Building work was started on Bailbrook House in 1790 by John Eveleigh for wealthy lawyer Dr Denham Skeet. However, due to the impact of the intervening wars, building was not completed until the early part of the 19th century.
Over the years the mansion house has been owned and lived in by many wealthy people, with one tenant being Lady Isabella King, who devoted her time to charitable and benevolent work, notably helping street beggars to ‘save the innocent and the unprotected from the dangers attendant on idleness and poverty.’
Initiatives included a knitting school and a button-making school for children and a widows of the armed forces. The charity was honoured in 1817 when Queen Charlotte visited Bailbrook House with her son the Duke of Clarence, who later became King William IV.
Amongst other patrons and visitors were three bishops, two duchesses, two marchionesses and William Pitt the Younger, who often stayed at the house.

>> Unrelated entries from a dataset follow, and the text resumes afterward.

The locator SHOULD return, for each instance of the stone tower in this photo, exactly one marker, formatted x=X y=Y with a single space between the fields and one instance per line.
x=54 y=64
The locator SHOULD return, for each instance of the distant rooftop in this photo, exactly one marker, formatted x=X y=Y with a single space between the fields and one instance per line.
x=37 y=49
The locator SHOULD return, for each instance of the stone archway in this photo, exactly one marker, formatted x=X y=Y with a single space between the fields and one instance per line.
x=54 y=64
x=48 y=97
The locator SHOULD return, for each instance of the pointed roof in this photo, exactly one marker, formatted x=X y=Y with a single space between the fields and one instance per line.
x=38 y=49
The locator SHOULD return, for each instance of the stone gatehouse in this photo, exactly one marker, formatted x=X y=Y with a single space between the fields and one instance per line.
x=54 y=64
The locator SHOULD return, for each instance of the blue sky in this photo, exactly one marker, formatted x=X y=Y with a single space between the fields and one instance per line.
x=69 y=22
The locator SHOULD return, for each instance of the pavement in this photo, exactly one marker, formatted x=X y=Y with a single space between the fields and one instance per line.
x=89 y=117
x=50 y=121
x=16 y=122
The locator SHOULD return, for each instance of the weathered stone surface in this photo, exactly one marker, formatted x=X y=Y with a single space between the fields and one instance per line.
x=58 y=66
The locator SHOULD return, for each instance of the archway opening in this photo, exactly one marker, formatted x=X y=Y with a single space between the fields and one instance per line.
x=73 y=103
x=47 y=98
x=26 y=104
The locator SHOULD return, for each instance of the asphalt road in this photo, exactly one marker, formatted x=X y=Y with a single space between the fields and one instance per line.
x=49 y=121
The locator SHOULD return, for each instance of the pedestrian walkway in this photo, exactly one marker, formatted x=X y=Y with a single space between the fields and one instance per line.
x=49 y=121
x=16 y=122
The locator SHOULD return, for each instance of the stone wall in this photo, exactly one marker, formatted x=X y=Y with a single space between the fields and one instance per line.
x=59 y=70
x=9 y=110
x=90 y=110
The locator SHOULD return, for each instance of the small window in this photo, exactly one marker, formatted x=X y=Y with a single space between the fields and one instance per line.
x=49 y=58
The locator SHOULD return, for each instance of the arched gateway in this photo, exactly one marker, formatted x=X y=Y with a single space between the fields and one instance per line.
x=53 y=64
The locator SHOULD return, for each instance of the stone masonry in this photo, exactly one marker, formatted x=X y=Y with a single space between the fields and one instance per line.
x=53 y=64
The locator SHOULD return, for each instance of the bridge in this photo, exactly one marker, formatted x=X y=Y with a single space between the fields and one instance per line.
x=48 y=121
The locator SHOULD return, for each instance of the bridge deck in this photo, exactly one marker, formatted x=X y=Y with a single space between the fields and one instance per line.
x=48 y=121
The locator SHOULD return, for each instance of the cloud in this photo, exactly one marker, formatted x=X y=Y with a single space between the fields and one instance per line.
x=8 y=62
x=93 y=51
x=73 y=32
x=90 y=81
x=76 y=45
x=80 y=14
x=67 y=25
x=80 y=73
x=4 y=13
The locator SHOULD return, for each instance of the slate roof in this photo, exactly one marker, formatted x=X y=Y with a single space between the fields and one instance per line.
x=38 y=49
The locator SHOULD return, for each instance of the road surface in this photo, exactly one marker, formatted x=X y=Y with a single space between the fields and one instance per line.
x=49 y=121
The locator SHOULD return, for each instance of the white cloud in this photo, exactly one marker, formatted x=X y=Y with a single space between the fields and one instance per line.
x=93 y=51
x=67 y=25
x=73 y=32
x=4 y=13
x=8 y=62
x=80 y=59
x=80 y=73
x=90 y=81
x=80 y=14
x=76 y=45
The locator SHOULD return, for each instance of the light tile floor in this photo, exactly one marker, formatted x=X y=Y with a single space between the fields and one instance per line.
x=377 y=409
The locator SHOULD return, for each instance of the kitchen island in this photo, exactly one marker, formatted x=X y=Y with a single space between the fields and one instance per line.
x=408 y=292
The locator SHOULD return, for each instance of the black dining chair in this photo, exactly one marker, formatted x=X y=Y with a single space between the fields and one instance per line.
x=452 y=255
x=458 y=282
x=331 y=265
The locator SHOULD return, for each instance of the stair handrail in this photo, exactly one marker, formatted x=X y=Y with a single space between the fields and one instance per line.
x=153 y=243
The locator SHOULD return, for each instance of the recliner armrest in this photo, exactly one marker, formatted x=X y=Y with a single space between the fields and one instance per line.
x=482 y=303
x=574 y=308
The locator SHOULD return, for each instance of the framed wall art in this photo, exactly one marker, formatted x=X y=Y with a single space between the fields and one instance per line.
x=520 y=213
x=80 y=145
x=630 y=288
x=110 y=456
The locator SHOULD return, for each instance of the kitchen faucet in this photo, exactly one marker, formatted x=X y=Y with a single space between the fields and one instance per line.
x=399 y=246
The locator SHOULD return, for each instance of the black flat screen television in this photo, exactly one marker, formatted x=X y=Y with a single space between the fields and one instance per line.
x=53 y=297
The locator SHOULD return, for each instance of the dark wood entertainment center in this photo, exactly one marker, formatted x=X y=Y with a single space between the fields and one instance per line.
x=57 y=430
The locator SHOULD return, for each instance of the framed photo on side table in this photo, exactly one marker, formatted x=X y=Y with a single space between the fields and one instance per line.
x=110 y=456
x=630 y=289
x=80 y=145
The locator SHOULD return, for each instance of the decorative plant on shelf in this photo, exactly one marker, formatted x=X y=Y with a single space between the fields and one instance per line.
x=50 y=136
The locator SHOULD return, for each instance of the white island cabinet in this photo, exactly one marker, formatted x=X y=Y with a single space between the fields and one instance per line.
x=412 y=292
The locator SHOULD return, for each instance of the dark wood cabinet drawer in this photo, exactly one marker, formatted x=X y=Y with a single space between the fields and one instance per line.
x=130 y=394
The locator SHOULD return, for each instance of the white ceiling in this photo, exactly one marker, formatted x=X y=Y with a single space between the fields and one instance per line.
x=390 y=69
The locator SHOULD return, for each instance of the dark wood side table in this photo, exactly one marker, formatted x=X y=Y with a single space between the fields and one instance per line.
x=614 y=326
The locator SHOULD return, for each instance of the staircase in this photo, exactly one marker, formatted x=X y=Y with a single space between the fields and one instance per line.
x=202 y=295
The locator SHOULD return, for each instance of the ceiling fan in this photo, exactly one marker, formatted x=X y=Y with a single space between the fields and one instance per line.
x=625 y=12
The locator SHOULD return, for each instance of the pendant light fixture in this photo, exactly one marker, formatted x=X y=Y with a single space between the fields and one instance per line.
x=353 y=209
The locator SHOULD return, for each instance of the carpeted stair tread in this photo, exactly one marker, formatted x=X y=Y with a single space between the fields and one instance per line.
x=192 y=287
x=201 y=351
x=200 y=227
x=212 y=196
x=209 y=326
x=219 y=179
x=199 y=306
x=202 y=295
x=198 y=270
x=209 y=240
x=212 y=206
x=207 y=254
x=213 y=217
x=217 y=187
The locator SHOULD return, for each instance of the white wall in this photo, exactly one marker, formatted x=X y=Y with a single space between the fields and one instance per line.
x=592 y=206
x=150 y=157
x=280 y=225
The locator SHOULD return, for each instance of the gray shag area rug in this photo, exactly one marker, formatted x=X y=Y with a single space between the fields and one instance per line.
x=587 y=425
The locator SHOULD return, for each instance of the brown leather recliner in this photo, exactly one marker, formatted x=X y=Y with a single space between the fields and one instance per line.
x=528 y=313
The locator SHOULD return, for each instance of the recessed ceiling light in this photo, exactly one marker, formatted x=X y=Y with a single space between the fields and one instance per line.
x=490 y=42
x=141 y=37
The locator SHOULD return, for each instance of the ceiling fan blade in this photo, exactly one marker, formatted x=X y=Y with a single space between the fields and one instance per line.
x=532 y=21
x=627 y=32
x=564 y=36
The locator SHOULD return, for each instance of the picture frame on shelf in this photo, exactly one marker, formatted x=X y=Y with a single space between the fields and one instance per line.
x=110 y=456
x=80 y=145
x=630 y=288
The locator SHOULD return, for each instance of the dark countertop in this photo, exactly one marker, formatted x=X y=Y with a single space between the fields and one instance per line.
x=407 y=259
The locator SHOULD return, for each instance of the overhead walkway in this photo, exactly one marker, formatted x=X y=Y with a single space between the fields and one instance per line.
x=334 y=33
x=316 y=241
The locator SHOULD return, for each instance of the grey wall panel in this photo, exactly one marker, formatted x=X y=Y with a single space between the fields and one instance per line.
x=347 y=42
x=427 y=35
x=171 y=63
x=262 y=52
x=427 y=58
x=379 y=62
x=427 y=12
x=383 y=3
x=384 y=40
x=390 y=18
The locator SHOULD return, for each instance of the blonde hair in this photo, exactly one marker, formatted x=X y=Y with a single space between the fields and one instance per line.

A new extension was built in the 1970s by the Post Office, which converted the buildings to a training college and subsequently a college for air traffic controllers.
In 2012 Hand Picked Hotels purchased Bailbrook House, a grade II listed property, along with Bailbrook Court and 20 acres of private grounds. In 2013, the original mansion house was restored and refurbished, along with full refurbishment of Bailbrook Court.